The bridge equity structure has gained prominence in the US over the past year and has started to make an appearance in the European buyouts market. Conceptually similar to bridge debt financing, it involves a bank taking a portion of the sponsors’ equity commitment on a short-term basis until permanent equity investors are found.
In the context of a public offer, the sponsor will require a firm commitment to fund the equity from the bank, similar to its own commitment, in order to fulfil its cash confirmation requirements. Ideally, the bank would aim to sell any equity commitment before closing, avoiding a funding requirement.
If not, the bank will be required to fund the commitment and purchase an agreed amount of equity in the acquirer (usually an SPV set up by the sponsor), and then seek to sell the equity purchased within a given time.
For the banks, the provision of bridge equity can sometimes be the price of admission to a lucrative role on the debt financing, but with the significant downside that they may well have to use their own balance sheets and be left with unwanted equity stakes.
For the private equity firms, the obvious advantage is that they reduce the size of their equity cheque and free up resources for other transactions. It also avoids the need to create bidding consortia to spread the equity risk – which have been the subject of increased scrutiny in the US recently.
How parties protect their positions
The key to a successful bridge equity financing is the way the selldown of the bank’s equity is managed. Sometimes, the bank will decide to keep a portion of the equity for itself as a “hold” or “core” position.
In most cases, however, the banks will be asked to provide equity commitments in amounts greater than they would be prepared to hold permanently, so there will inevitably be a syndication or sell-down process of the excess, otherwise known as the bridge equity.
In most cases, there will be agreed general sell-down principles applicable throughout the sell-down period. These might require that sales are only made to sophisticated and qualified investors, and are structured so as not to create any tax or regulatory issues, for example.
Often the sponsor will want to syndicate bridge equity first to limited partners in its own funds and require that they are given preferential treatment in the initial stage of the sell-down period.
Control of the sell-down process is another key issue. Both parties would normally like control – the sponsor because it wants control over the identity of its co-investors, and the banks because they want to reduce their exposure to the bridge equity quickly and with little interference from the sponsor.
Information rights to assist any sell-down are also important. Banks will usually require sponsors to provide certain information and related rights in connection with their sales prior to the closing of the transaction, and further information rights after closing, often including legal opinions and comfort letters, once the sponsor has control of the target in order to assist to the fullest extent the sell-down process and marketing effort.
In certain European jurisdictions, “acting in concert” rules may have a significant impact on the structure in the context of a public offer.
A sponsor will want to limit the entities deemed to be acting in concert with the principal bidder. This is of particular concern where other independent arms of the bank have holdings in or make open market purchases of the target securities during the offer period.
Similarly, rules relating to equal treatment of shareholders in Europe may hamper marketing efforts where potential purchasers of bridge equity already have positions in the target.
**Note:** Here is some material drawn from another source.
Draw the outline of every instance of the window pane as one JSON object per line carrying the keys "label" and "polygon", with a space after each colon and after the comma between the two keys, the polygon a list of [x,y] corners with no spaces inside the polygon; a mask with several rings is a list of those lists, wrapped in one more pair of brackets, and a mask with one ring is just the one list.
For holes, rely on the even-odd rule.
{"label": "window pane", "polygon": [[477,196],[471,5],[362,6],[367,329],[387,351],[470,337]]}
The fees that a bank receive are generally based on a percentage of its bridge equity commitment. Banks often receive a fee based on their total bridge commitment; a second fee based on the amount of actual funding by the bank on closing (if any); and other fees based on the amounts that have not been syndicated by specific time periods.
Additionally, the bridge equity banks may also receive a fee if the transaction is not consummated and where a break-up fee is actually paid to the acquirer.
From a practical perspective, while the banks are most concerned with the sell-down arrangements, they are also concerned with their relationship with other investors (the sponsors and any other co-investors that have taken equity stakes in the deal) both before and after the closing of the transaction.
This is dealt with in an interim agreement in the period up to closing and a shareholders’ agreement post-closing. The interim agreement will often include provisions on expense sharing, the funding of commitments, and the rights of investors if the offer price for the target shares is increased.
The shareholders’ agreement will govern the investors’ relationships post-closing. This agreement contains standard provisions such as tag-along and drag-along rights, pre-emption rights, and veto rights over certain specified corporate actions.
The agreement is of interest to bridge equity banks if they are left with a portion of bridge equity after the end of the sell-down period.
While the bridge equity role is sometimes considered part of the entire debt financing package provided by a bank, because of the unusual nature of the financing, these transactions require experienced equity capital markets and M&A personnel at both the banks and their legal counsel to ensure the sell-down of bridge equity will be both viable and successful.